Despite vast research into police factual documentaries, little is known about the participant experience, especially how police themselves regard the construction of their visual images. More recently, questions have been raised about the performance of police as actors in observational documentaries and whether they take different police action or make different operational decisions when being filmed for fly-on-the-wall productions. Several critical incidents have occurred in the United States (US) while police were being filmed for crime shows, prompting people to ask: Does the presence of the camera change the way police work?

As an officer of the NSW Police Force (NSWPF) and coordinator of the Film & Television Unit, I had insider access to conduct this research with police officers who had participated in the making of factual documentaries for the organisation. This enquiry represents the first study of its kind, in that all police officers were asked about their personal experiences of being filmed at work and having their images broadcast on prime-time television.

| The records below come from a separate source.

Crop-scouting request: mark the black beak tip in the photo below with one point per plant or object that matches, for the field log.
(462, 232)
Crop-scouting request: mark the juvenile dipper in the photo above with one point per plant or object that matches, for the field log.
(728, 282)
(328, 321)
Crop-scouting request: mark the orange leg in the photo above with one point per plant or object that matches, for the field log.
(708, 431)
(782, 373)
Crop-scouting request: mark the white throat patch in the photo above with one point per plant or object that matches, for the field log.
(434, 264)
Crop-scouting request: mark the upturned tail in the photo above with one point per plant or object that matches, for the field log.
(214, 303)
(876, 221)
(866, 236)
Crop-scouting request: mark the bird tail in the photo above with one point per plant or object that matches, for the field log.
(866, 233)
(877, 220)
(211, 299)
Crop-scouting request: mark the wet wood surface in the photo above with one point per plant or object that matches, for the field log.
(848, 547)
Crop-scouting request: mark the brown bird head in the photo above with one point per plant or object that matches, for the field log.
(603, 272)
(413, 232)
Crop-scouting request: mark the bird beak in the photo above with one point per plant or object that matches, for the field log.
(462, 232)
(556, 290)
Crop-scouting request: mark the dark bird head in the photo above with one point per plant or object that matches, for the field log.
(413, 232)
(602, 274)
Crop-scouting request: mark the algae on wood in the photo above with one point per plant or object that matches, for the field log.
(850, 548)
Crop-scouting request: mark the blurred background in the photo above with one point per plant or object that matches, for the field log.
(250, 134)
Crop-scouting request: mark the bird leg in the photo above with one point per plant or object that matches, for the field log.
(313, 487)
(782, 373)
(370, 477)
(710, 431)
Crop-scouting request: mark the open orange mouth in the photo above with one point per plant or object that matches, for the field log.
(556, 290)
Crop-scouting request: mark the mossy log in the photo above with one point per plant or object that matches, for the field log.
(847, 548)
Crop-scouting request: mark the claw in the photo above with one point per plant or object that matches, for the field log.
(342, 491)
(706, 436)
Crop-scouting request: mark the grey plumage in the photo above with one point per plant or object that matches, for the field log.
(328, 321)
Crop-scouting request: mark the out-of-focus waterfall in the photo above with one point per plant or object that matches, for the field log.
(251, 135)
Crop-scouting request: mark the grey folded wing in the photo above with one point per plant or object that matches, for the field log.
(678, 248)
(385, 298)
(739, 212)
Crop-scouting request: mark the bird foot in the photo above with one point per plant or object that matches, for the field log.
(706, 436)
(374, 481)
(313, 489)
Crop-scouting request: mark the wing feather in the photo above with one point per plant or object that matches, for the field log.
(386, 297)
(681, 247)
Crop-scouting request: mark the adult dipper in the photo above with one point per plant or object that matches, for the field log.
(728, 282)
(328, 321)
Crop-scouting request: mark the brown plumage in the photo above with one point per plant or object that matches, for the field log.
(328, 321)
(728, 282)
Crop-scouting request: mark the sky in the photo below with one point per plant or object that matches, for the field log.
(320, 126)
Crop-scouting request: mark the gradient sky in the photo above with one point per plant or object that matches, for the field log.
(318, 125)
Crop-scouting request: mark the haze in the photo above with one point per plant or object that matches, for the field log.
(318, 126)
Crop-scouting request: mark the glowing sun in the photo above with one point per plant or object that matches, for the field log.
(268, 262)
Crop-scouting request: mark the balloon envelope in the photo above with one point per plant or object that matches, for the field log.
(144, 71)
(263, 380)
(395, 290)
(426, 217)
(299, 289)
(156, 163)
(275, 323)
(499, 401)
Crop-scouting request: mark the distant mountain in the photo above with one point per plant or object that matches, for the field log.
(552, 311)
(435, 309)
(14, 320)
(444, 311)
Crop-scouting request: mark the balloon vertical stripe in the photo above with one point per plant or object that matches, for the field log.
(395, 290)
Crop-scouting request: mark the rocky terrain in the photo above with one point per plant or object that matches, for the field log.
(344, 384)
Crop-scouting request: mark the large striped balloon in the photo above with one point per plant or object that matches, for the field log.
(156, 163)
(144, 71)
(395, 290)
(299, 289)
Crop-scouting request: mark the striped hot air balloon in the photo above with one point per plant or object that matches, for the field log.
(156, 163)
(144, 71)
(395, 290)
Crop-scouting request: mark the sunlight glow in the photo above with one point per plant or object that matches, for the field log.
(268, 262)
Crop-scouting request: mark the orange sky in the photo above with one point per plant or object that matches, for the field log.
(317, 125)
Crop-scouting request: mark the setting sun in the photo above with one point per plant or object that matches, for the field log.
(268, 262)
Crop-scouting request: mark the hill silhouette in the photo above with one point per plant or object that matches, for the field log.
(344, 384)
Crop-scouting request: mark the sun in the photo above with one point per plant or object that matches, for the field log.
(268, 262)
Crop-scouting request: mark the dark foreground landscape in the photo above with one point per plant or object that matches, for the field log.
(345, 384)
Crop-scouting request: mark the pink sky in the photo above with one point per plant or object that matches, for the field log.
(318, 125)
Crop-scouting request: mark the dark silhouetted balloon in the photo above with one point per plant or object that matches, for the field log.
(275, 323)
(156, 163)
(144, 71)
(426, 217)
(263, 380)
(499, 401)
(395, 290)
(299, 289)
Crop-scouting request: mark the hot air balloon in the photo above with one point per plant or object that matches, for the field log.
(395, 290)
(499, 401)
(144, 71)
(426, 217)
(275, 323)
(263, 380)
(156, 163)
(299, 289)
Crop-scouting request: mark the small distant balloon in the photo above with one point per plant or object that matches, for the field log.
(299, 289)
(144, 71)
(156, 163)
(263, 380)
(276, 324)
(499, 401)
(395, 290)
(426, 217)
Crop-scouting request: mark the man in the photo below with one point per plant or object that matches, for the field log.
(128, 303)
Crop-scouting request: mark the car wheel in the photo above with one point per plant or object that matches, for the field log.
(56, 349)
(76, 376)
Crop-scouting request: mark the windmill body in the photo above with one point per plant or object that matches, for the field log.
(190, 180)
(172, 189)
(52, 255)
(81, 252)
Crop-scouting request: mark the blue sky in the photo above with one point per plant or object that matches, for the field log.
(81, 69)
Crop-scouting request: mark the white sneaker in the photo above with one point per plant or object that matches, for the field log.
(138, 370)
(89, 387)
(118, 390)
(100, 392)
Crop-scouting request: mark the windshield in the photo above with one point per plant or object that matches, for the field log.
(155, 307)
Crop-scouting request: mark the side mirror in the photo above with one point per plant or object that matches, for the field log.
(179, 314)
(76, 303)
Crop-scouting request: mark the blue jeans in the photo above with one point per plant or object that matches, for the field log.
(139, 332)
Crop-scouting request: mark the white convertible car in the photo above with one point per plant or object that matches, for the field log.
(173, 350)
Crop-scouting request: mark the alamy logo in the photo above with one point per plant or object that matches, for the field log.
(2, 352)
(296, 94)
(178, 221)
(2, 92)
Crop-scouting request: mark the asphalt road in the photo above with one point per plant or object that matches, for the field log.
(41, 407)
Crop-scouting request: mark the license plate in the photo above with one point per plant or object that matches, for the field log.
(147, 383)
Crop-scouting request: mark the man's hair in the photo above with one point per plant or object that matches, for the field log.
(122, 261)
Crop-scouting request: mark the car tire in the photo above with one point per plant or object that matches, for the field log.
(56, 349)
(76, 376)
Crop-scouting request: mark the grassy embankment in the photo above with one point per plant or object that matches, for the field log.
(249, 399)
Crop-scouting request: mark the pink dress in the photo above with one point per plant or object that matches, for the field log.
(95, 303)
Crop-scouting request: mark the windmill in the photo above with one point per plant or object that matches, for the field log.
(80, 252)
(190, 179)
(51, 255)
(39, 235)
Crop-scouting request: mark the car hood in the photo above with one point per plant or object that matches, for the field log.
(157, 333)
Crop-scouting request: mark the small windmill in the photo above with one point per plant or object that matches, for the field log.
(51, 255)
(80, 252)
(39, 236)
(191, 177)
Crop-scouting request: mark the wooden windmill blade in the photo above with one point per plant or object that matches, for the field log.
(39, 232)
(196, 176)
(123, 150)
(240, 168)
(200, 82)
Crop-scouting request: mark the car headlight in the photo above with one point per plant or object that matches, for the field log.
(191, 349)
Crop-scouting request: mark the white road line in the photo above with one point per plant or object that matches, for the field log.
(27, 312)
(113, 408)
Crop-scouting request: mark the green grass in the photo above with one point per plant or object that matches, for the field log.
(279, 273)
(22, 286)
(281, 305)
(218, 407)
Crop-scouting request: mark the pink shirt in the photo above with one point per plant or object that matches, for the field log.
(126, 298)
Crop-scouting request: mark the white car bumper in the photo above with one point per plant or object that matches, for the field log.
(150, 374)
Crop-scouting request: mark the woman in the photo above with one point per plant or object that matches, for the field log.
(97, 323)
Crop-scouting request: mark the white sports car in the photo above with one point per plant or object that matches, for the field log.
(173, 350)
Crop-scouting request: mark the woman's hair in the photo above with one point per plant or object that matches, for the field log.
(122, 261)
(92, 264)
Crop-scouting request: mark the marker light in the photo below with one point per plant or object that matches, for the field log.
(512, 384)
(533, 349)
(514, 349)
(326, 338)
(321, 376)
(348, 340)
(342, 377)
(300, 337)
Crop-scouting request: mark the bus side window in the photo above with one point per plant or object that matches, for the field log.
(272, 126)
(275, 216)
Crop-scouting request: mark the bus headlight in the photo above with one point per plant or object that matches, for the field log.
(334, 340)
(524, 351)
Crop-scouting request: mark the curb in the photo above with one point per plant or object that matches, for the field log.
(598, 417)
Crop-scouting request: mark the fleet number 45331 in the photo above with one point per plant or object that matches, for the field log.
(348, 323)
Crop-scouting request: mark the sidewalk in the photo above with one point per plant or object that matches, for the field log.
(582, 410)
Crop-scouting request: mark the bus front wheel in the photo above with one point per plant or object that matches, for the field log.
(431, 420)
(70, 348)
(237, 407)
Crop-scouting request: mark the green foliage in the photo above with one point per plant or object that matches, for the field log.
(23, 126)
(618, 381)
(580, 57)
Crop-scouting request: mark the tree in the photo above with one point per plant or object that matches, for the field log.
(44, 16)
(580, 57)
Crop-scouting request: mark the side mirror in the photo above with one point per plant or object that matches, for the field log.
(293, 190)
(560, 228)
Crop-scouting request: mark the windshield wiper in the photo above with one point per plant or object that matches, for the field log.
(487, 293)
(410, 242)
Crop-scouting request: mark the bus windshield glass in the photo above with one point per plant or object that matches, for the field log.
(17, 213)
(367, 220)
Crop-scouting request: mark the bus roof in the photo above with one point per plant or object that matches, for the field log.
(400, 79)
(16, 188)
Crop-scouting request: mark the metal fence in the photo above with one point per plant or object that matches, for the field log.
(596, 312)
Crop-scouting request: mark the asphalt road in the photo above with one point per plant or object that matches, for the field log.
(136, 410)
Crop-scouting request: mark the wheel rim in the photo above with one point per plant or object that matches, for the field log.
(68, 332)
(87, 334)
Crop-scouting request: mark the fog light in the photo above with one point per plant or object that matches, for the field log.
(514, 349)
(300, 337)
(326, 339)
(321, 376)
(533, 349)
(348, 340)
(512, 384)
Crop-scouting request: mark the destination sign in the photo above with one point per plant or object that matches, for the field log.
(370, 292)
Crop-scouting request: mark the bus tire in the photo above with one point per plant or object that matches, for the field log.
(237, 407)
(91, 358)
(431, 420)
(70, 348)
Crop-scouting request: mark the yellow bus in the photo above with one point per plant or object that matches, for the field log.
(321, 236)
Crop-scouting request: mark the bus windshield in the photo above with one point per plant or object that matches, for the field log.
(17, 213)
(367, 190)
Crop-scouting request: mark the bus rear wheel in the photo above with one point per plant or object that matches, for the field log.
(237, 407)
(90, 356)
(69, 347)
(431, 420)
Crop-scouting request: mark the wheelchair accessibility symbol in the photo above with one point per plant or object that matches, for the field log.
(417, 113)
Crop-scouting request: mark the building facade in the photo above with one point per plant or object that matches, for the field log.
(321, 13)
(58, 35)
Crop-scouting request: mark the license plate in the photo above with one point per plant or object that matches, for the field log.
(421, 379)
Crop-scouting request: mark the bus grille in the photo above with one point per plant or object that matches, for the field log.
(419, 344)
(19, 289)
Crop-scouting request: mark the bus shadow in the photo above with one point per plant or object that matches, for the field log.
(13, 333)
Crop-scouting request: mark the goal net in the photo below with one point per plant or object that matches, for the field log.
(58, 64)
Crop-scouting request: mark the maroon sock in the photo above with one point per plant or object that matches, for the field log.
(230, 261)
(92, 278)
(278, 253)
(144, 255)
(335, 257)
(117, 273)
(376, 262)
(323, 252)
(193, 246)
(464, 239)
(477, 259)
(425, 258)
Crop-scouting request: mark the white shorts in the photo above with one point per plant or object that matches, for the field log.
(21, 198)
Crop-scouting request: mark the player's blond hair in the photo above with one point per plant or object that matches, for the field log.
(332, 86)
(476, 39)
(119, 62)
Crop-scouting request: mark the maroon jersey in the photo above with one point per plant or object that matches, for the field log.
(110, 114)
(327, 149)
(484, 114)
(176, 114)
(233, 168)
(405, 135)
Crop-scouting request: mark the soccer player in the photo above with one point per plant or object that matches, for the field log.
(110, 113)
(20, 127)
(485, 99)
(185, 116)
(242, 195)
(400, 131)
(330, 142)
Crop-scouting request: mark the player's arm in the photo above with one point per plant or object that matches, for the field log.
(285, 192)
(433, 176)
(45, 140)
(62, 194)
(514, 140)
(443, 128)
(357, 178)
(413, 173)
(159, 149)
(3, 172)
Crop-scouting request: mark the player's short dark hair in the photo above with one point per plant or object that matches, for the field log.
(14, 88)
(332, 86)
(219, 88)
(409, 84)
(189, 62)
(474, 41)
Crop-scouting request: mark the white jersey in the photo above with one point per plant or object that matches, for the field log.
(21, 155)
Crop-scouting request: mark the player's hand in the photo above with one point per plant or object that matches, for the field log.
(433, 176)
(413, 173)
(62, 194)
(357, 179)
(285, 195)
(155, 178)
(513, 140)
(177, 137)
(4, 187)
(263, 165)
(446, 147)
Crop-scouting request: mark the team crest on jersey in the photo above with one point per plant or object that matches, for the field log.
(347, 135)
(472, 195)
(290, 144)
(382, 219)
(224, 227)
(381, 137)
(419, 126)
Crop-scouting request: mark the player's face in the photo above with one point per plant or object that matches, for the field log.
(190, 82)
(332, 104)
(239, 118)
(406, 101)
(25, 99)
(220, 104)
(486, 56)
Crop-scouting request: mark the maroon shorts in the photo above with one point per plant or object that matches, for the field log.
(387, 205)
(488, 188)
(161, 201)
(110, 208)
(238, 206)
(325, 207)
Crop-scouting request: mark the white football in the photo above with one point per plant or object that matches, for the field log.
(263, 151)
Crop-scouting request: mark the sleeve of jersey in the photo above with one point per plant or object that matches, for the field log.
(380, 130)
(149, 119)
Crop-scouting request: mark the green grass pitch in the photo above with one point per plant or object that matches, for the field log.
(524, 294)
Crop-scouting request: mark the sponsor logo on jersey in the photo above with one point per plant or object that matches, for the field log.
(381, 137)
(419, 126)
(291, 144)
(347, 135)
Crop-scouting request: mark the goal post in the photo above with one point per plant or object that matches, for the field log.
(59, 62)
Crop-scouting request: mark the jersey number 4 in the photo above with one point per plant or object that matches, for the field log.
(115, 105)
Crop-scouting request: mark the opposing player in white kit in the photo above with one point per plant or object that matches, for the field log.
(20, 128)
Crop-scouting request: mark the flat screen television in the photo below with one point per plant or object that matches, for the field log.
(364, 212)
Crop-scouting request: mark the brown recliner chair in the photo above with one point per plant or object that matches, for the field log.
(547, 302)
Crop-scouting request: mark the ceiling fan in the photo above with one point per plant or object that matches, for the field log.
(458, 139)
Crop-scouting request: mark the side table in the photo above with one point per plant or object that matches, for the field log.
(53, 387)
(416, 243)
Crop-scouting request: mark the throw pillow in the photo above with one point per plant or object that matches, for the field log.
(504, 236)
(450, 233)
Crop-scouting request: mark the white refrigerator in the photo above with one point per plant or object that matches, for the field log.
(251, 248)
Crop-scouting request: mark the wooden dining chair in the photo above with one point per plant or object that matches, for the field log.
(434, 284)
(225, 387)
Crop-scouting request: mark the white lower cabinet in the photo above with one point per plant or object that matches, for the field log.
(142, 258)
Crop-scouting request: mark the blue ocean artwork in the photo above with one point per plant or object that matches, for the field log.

The results were interesting and differed from information previously delivered by other researchers. My study shows that police do not change the way they work when in the presence of film crews. Of note was that the thoughts and opinions of officers from the NSWPF no longer correlated with those of officers who had undertaken similar studies in the US. NSWPF officers were not regular viewers of crime shows and those shows played no role in their desire to become police officers.

Although police observational documentaries were found to accurately represent the role and function of police, officers believed that crime shows did not provide viewers with an accurate portrayal of the types of work undertaken by police.

The overall view was that police duties had moved from making arrests to more of a role of community engagement. The outcome of the study suggests reviewing the format of police observational documentaries to better reflect the role and function of police in today’s society and not simply portray police work as entertainment.